About Long-Term Care Riders on Life Insurance

By Ezmeralda Lee

  • Overview

    Long-term care insurance usually is a standalone insurance policy. However, some insurance companies offer a combination of life insurance and long-term care riders. These riders give special long-term care benefits that do not exist in a normal life insurance policy. These riders give the insured a living benefit in addition to the death benefit of life insurance policies.
  • Features

    There are generally two types of long-term care riders that can be added to life insurance policies. Acceleration riders allow the insured to take an advance on the death benefit if long-term care becomes necessary. This type of rider is particularly useful if the insured is diagnosed with a terminal illness. The advance can be taken up to the limit stated in the policy. Extended riders allow the insured to keep drawing money even after the death benefit amount is exhausted. Some insurance companies offer the rider on voluntary life insurance policies made available through employers.
  • Considerations

    The long-term care rider in an individual's life insurance policy should be an adequate substitute for a standalone long-term care policy. If a long-term or terminal illness is diagnosed, it should help cover the expenses. The fact that the death benefit for a beneficiary will be reduced should be kept in mind before adding the rider to the life insurance policy. The terms of the policy should be carefully perused before accepting the rider as a worthwhile step in aid.

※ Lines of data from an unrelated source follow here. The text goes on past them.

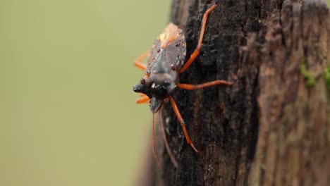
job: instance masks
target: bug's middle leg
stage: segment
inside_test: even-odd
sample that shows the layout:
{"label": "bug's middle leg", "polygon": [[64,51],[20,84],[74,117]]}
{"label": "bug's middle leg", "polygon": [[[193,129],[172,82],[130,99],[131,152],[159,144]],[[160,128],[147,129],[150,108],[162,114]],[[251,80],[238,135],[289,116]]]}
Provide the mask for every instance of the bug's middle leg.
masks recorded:
{"label": "bug's middle leg", "polygon": [[224,85],[226,86],[231,86],[233,85],[233,82],[228,82],[228,81],[225,81],[225,80],[215,80],[215,81],[212,81],[212,82],[208,82],[200,85],[190,85],[190,84],[183,84],[183,83],[177,83],[176,86],[178,87],[181,88],[181,89],[202,89],[214,85]]}
{"label": "bug's middle leg", "polygon": [[178,108],[178,106],[176,104],[176,101],[171,96],[169,96],[169,99],[171,100],[171,104],[172,104],[173,110],[174,111],[174,113],[176,113],[178,120],[181,124],[182,129],[183,130],[183,133],[185,134],[185,140],[187,140],[187,143],[191,146],[191,147],[192,148],[192,149],[194,149],[195,152],[198,153],[198,150],[196,149],[196,147],[195,147],[194,144],[190,140],[190,137],[189,137],[189,135],[187,132],[187,128],[185,128],[185,121],[183,120],[183,118],[182,118],[181,114],[180,113],[180,111]]}
{"label": "bug's middle leg", "polygon": [[207,20],[207,16],[209,16],[209,13],[216,7],[216,4],[214,4],[211,8],[209,8],[209,9],[208,9],[205,12],[205,13],[204,13],[203,23],[202,25],[202,29],[200,30],[200,39],[198,40],[197,46],[195,49],[194,52],[192,52],[192,54],[190,55],[190,56],[189,57],[189,59],[187,61],[185,65],[180,70],[179,73],[183,73],[191,65],[191,63],[192,63],[195,59],[196,59],[197,56],[198,56],[198,55],[200,54],[200,48],[202,47],[202,42],[203,41],[203,37],[204,37],[204,32],[205,32],[205,26],[206,26],[206,22]]}

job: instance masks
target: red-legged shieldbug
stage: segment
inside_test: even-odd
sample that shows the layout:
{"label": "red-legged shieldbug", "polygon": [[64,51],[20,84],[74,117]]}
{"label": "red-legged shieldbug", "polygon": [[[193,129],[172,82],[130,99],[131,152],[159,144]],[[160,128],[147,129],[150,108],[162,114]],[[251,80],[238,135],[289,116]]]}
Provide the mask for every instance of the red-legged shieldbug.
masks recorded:
{"label": "red-legged shieldbug", "polygon": [[[179,83],[180,74],[185,72],[200,54],[207,17],[209,13],[216,7],[216,4],[214,4],[204,14],[198,44],[185,63],[186,43],[185,35],[178,26],[171,23],[165,28],[164,32],[159,35],[152,49],[135,60],[135,66],[144,70],[145,74],[140,82],[133,87],[133,91],[142,94],[141,98],[137,100],[137,103],[146,103],[147,101],[150,103],[150,110],[153,113],[152,147],[154,156],[157,162],[154,140],[154,113],[159,111],[163,103],[168,99],[170,100],[174,113],[181,124],[188,144],[191,146],[195,151],[198,153],[198,150],[189,137],[185,121],[180,113],[178,106],[171,95],[172,91],[176,87],[193,90],[216,85],[232,85],[230,82],[219,80],[200,85]],[[149,59],[147,65],[145,65],[141,61],[147,57],[149,57]],[[159,113],[161,118],[161,112],[159,111]],[[162,120],[160,120],[166,150],[173,165],[178,167],[178,163],[170,150],[165,136]]]}

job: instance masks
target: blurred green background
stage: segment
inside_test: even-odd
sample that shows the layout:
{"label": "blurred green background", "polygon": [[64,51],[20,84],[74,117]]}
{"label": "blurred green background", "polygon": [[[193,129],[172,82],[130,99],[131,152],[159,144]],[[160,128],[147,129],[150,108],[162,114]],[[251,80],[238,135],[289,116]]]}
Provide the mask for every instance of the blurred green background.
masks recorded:
{"label": "blurred green background", "polygon": [[0,1],[0,185],[132,185],[151,114],[134,58],[170,1]]}

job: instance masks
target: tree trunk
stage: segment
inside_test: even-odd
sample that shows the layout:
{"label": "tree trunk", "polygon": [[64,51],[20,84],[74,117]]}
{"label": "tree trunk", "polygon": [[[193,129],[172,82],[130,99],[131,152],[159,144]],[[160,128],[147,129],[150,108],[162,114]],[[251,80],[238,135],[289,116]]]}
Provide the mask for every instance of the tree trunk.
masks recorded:
{"label": "tree trunk", "polygon": [[175,91],[200,154],[187,144],[166,104],[161,119],[179,168],[164,150],[159,133],[161,166],[150,166],[149,185],[328,185],[326,5],[317,0],[173,0],[171,21],[185,32],[188,54],[197,45],[203,13],[214,1],[218,6],[207,20],[201,54],[180,82],[226,80],[233,85]]}

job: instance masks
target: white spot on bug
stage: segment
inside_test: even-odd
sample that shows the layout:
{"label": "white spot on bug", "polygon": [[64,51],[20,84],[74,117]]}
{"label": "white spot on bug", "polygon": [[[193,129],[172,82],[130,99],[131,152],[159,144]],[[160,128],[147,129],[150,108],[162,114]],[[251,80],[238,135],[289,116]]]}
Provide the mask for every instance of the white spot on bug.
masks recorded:
{"label": "white spot on bug", "polygon": [[166,117],[165,118],[165,123],[166,123],[166,125],[169,125],[169,120],[170,120],[171,118],[170,117]]}

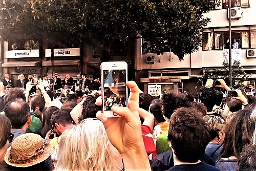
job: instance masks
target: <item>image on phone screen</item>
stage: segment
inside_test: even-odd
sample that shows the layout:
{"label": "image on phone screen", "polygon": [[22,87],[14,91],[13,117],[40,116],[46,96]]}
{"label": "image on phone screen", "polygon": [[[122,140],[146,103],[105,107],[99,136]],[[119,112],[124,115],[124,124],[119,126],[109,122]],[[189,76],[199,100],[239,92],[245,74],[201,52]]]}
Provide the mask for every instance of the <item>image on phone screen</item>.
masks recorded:
{"label": "image on phone screen", "polygon": [[103,70],[104,111],[111,111],[113,105],[126,106],[126,75],[125,70]]}

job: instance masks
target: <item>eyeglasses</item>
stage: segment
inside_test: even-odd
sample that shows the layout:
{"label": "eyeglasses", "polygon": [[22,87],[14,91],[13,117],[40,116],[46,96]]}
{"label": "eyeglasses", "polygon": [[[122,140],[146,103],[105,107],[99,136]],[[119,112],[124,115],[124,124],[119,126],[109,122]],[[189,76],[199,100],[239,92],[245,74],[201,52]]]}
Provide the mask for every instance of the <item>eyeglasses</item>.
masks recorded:
{"label": "eyeglasses", "polygon": [[14,137],[14,134],[12,133],[9,133],[8,136],[8,141],[9,143],[12,142],[12,140],[13,140],[13,137]]}

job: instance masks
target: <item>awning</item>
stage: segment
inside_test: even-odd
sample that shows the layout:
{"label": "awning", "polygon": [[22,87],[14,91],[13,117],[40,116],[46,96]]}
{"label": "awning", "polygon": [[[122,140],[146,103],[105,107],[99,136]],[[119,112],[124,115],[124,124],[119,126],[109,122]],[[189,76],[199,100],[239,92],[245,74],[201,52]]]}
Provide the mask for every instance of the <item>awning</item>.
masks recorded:
{"label": "awning", "polygon": [[80,60],[55,60],[42,61],[42,66],[77,66]]}
{"label": "awning", "polygon": [[40,60],[32,61],[15,61],[7,62],[2,63],[2,67],[40,67],[41,62]]}

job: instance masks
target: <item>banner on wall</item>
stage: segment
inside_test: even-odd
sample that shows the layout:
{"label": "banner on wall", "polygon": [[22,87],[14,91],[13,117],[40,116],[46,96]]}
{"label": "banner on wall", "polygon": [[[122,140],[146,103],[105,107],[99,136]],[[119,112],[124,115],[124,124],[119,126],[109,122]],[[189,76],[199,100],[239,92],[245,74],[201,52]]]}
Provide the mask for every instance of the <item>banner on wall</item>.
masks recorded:
{"label": "banner on wall", "polygon": [[6,58],[39,57],[39,49],[6,51]]}
{"label": "banner on wall", "polygon": [[158,84],[148,85],[147,94],[159,98],[162,93],[162,86]]}
{"label": "banner on wall", "polygon": [[[234,60],[241,61],[241,49],[232,49],[231,50],[232,65]],[[229,50],[223,49],[223,57],[224,62],[228,63]]]}
{"label": "banner on wall", "polygon": [[[54,49],[54,56],[80,56],[80,48]],[[46,49],[46,57],[51,57],[51,49]]]}

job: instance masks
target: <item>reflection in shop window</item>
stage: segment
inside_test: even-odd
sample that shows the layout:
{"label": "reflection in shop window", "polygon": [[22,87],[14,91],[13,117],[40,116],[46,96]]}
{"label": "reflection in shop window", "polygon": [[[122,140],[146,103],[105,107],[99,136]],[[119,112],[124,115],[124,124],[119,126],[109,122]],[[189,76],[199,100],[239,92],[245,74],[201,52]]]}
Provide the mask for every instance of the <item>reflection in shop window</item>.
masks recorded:
{"label": "reflection in shop window", "polygon": [[223,49],[223,33],[215,33],[215,49]]}
{"label": "reflection in shop window", "polygon": [[214,33],[203,33],[203,50],[212,50],[214,49]]}
{"label": "reflection in shop window", "polygon": [[242,48],[249,48],[249,32],[242,32]]}
{"label": "reflection in shop window", "polygon": [[251,48],[256,48],[256,30],[251,31]]}

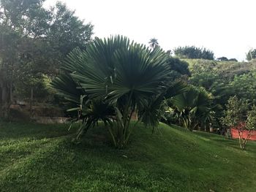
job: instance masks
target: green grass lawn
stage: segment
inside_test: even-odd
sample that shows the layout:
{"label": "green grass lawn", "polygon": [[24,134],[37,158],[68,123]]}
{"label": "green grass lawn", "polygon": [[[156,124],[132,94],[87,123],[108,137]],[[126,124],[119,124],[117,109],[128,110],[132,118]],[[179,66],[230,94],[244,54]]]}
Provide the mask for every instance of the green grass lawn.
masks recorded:
{"label": "green grass lawn", "polygon": [[106,131],[79,144],[67,125],[0,122],[0,191],[256,191],[256,143],[161,124],[127,148]]}

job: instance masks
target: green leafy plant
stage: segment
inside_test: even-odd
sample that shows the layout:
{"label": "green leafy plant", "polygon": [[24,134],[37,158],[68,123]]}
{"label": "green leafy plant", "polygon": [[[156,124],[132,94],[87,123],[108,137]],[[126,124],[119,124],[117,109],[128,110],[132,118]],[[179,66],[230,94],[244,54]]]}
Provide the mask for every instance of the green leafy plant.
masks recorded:
{"label": "green leafy plant", "polygon": [[[149,103],[154,103],[151,101],[168,91],[170,67],[166,59],[166,53],[159,47],[151,50],[121,36],[97,38],[86,51],[76,49],[68,55],[64,67],[67,74],[63,74],[68,77],[61,78],[73,84],[70,84],[72,91],[78,89],[75,99],[71,96],[77,104],[80,96],[84,95],[89,101],[99,100],[113,106],[116,124],[109,130],[114,145],[122,148],[131,134],[132,113],[146,109]],[[54,80],[53,86],[69,92],[61,78]],[[79,107],[76,110],[83,111]],[[143,117],[145,119],[146,113]],[[106,123],[109,124],[110,120]]]}
{"label": "green leafy plant", "polygon": [[226,107],[225,116],[222,118],[222,124],[236,130],[240,148],[244,150],[252,131],[256,128],[256,107],[249,110],[248,103],[233,96]]}
{"label": "green leafy plant", "polygon": [[189,85],[187,91],[171,99],[176,118],[187,129],[206,126],[214,118],[213,96],[202,88]]}

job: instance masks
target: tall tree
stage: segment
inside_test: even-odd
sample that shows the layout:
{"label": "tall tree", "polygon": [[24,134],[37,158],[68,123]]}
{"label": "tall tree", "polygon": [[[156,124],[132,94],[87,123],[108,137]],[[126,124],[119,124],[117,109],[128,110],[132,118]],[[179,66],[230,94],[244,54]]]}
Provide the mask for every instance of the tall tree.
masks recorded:
{"label": "tall tree", "polygon": [[45,9],[43,1],[0,0],[1,107],[10,103],[13,82],[32,91],[39,77],[59,73],[66,55],[76,47],[84,49],[91,39],[91,23],[61,3]]}

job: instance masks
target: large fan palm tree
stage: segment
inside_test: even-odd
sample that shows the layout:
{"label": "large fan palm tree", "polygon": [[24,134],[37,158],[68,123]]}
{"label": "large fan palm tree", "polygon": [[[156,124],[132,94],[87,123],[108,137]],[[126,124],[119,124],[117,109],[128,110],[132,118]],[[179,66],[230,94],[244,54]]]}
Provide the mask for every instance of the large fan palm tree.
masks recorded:
{"label": "large fan palm tree", "polygon": [[154,49],[159,46],[158,40],[156,38],[150,39],[149,40],[149,47]]}
{"label": "large fan palm tree", "polygon": [[[151,50],[117,36],[96,39],[86,51],[74,50],[64,69],[88,99],[113,104],[117,126],[110,131],[114,145],[123,147],[130,135],[132,112],[166,91],[170,72],[166,59],[165,53],[159,48]],[[58,81],[53,81],[53,85],[69,92],[69,88],[61,86]]]}

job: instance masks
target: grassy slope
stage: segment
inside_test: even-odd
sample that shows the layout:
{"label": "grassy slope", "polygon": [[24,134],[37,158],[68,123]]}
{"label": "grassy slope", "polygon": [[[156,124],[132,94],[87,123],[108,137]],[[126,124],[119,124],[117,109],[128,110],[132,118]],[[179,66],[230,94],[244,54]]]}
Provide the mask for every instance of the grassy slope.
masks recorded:
{"label": "grassy slope", "polygon": [[[135,129],[127,149],[102,128],[71,142],[65,125],[0,123],[1,191],[255,191],[256,143],[161,125]],[[103,131],[104,132],[104,131]]]}

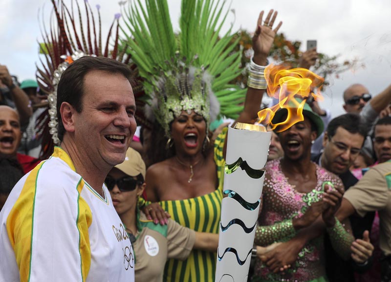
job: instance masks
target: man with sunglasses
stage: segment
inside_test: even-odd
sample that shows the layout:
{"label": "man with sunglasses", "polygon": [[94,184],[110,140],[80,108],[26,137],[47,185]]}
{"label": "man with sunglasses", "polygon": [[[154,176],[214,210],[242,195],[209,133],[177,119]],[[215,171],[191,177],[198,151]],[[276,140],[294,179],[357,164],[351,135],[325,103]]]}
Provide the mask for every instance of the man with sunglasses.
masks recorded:
{"label": "man with sunglasses", "polygon": [[[366,127],[358,115],[346,114],[337,117],[331,120],[325,132],[323,152],[313,156],[312,161],[339,176],[345,190],[348,190],[358,181],[349,167],[360,153],[366,136]],[[369,233],[365,231],[370,231],[374,216],[373,212],[368,213],[364,218],[354,215],[349,218],[354,236],[364,237],[364,240],[360,242],[363,247],[368,248],[365,251],[368,254],[371,253],[373,246],[369,242]],[[370,266],[368,263],[365,265],[357,263],[353,260],[346,261],[342,259],[333,250],[327,237],[325,244],[326,271],[330,281],[354,282],[353,272],[362,272]]]}
{"label": "man with sunglasses", "polygon": [[374,127],[374,144],[380,163],[371,167],[344,195],[337,216],[342,220],[353,213],[361,216],[378,211],[382,282],[391,281],[391,117],[381,118]]}
{"label": "man with sunglasses", "polygon": [[[353,84],[344,92],[344,100],[345,111],[360,115],[370,134],[379,115],[391,103],[391,85],[372,98],[365,86]],[[364,153],[373,157],[373,147],[370,137],[366,137],[362,150]]]}
{"label": "man with sunglasses", "polygon": [[104,185],[136,130],[131,74],[89,56],[62,73],[61,147],[16,184],[0,212],[0,281],[134,281],[130,241]]}

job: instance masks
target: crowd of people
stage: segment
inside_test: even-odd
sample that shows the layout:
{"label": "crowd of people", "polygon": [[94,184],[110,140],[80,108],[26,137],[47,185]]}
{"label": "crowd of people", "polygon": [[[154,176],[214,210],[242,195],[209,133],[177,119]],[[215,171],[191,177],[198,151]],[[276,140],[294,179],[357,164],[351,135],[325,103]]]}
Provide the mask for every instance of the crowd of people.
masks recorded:
{"label": "crowd of people", "polygon": [[[214,281],[227,127],[258,122],[282,22],[260,13],[243,90],[230,84],[241,72],[232,35],[203,23],[224,4],[182,1],[179,35],[154,1],[131,4],[133,33],[115,39],[128,64],[70,44],[59,14],[66,67],[20,84],[0,65],[0,281]],[[338,117],[299,95],[274,114],[303,107],[272,133],[249,281],[391,281],[391,85],[340,95]]]}

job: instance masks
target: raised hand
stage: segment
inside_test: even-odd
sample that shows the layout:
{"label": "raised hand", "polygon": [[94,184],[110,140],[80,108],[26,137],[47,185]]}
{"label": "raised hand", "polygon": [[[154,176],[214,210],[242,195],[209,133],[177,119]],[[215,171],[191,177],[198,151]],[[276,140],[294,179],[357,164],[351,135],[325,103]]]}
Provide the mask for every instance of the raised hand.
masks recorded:
{"label": "raised hand", "polygon": [[169,213],[157,203],[151,203],[148,206],[145,206],[142,211],[147,218],[153,221],[155,224],[159,223],[162,225],[167,224],[168,219],[171,217]]}
{"label": "raised hand", "polygon": [[[273,13],[274,12],[274,13]],[[263,11],[261,11],[258,18],[257,29],[253,36],[253,49],[254,60],[256,64],[258,58],[263,59],[267,57],[274,41],[274,37],[278,31],[282,22],[280,22],[273,29],[273,26],[277,17],[277,11],[270,10],[262,24]]]}
{"label": "raised hand", "polygon": [[363,234],[363,238],[356,239],[350,247],[351,258],[357,263],[363,263],[372,256],[373,245],[369,240],[369,233],[366,230]]}
{"label": "raised hand", "polygon": [[325,186],[323,201],[328,204],[328,207],[322,213],[322,217],[327,227],[332,227],[335,224],[335,213],[341,206],[344,192],[342,185],[334,188],[331,184]]}
{"label": "raised hand", "polygon": [[296,238],[276,246],[271,251],[260,256],[263,262],[275,273],[283,271],[297,259],[303,245]]}

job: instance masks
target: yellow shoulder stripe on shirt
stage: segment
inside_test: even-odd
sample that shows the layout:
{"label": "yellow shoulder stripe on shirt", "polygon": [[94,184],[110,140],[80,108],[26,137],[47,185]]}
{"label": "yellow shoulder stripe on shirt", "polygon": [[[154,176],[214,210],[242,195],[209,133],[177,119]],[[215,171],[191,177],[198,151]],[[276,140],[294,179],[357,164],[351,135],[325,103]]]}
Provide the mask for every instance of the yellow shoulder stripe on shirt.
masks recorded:
{"label": "yellow shoulder stripe on shirt", "polygon": [[86,200],[80,197],[85,183],[82,178],[76,188],[77,197],[77,219],[76,225],[79,231],[79,254],[80,255],[80,270],[82,281],[86,281],[91,265],[91,246],[89,244],[88,227],[92,222],[92,214]]}
{"label": "yellow shoulder stripe on shirt", "polygon": [[15,254],[21,282],[30,279],[36,182],[45,163],[38,164],[27,176],[19,197],[7,218],[7,232]]}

Quotes from many insurance companies should be compared before making a decision on the type of rider to be included in the policy.


  • Warning

    Combination life insurance policies with long-term care riders differ from insurance company to insurance company and are based on the laws of each state. The riders can be used only when long-term care becomes necessary or when a health disaster strikes. The riders are suitable for mid to high income groups. The face value is very high.
  • Significance

    Long-term care riders in life insurance policies enable the insured to use the death benefit of the life insurance policy for living coverage of long-term care. The insurance policy with a rider costs less than standalone long-term care policy premiums. The rider allows the insured to draw money to cover medical costs for terminal illnesses. Long-term hospital or nursing home stay is also covered by the long-term care rider. Chronic illnesses like Alzheimer's disease and dementia are covered by the policy. Any remaining amounts are used to pay death benefits to the beneficiaries of the insured after death.
  • Effects

    Long-term care riders in life insurance policies reduce death benefits to give a life benefit. It spares the family of the insured from shouldering the high medical costs in the event the insured contracts a long-term illness. Insurers need a forecast of death within 12 months before allowing the insured to make use of the rider. The rider may not cover all long-term care expenses, unlike a standalone long-term care policy.